Since the coupling member 14 is one size smaller than the substantially equilateral polygonal shape of the space R, an upper gap G2 (FIG. 10) is formed between an outer peripheral surface of the coupling member 14 and the light source unit 13. In this way, the upper gaps G2, the air holes 40 and the central hole 41 are provided on the coupling member 14 side, air can flows in and out from the space R through the upper gaps G2, the air holes 40 and the central hole 41, so that heat can be effectively radiated by the heat radiation fins 29.
The upper gap G2 is set to be in a size that is smaller than the gap G1, and does not allow the test finger T to touch the heat radiation fins 29 through the upper gap G2. Consequently, the finger of a worker or the like is prevented from touching the heat radiation fins 29.
The air holes 40 and the central hole 41 of the coupling member 14 are set to be in such a size that the test finger T does not touch the heat radiation fins 29 through the air holes 40 and the central hole 41. Consequently, the finger of a worker or the like is prevented from touching the heat radiation fin 29.
FIG. 10 is a perspective view of the LED lamp 1 seen from above.
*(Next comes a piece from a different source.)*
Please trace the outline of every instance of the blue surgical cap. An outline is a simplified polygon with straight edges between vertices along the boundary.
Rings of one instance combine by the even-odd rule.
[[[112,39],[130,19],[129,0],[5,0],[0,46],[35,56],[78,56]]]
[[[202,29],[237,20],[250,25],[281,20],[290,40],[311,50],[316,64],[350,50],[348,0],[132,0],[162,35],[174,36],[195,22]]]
FIG. 10 shows a state where one of the light source units 13 is removed.
As shown in FIG. 10, a relatively large corner portion gap G3 is formed between a vertex portion of the substantially equilateral polygonal shape of the coupling member 14 and an upper end of the gap G1. The corner portion gap G3 is set to be in such a size that the test finger T does not touch the heat radiation fins 29 through the corner portion gap G3. Consequently, while a configuration that allows air to flow in and out from the space R through the corner portion gap G3 is adopted, the finger of a worker or the like can be prevented from touching the heat radiation fins 29.
Further, at the one end portion 13 a side, a relatively large corner portion gap G4 is formed between the supporter 12 and a lower end of the gap G1. The corner portion gap G4 is set to be in such a size that the test finger T does not touch the heat radiation fins 29 through the corner portion gap G4. Consequently, while a configuration that allows air to flow in and out from the space R through the corner portion gap G4 is adopted, the finger of a worker or the like can be prevented from touching the heat radiation fin 29.
As described above, according to the first embodiment to which the present invention is applied, the LED lamp 1 is equipped with a plurality of light source units 13 each having the mounting board 21 on which the LEDs 20 are mounted on the surface 22 c of the substrate 22, these plurality of light source units 13 are disposed around the axis C of the LED lamp 1 with the back surfaces 22 d of the respective substrates 22 facing inward, and with the gaps G1 left from one another, and the heat radiation fins 29 disposed to be inclined with respect to the axial direction of the axis C are provided on the back surfaces 22 d of the substrates 22. Accordingly, air currents can be passed to the air passages 35 which are flow passages among the heat radiation fins 29 from the direction of the axis C of the LED lamp 1 and the directions different from the direction of the axis C, and air currents can be efficiently passed to the air passages 35 among the heat radiation fins 29, so that the heat of the LED lamp 1 can be efficiently radiated by the heat radiation fins 29. Further, the air currents passing through the heat radiation fins 29 at the lower portion side of the light source unit 13 are discharged from the discharge ports 35 b in the intermediate portion in the vertical direction, so that the heat can be prevented from being concentrated on the heat radiation fins 29 in the upper portion, and the light source unit 13 can be efficiently cooled.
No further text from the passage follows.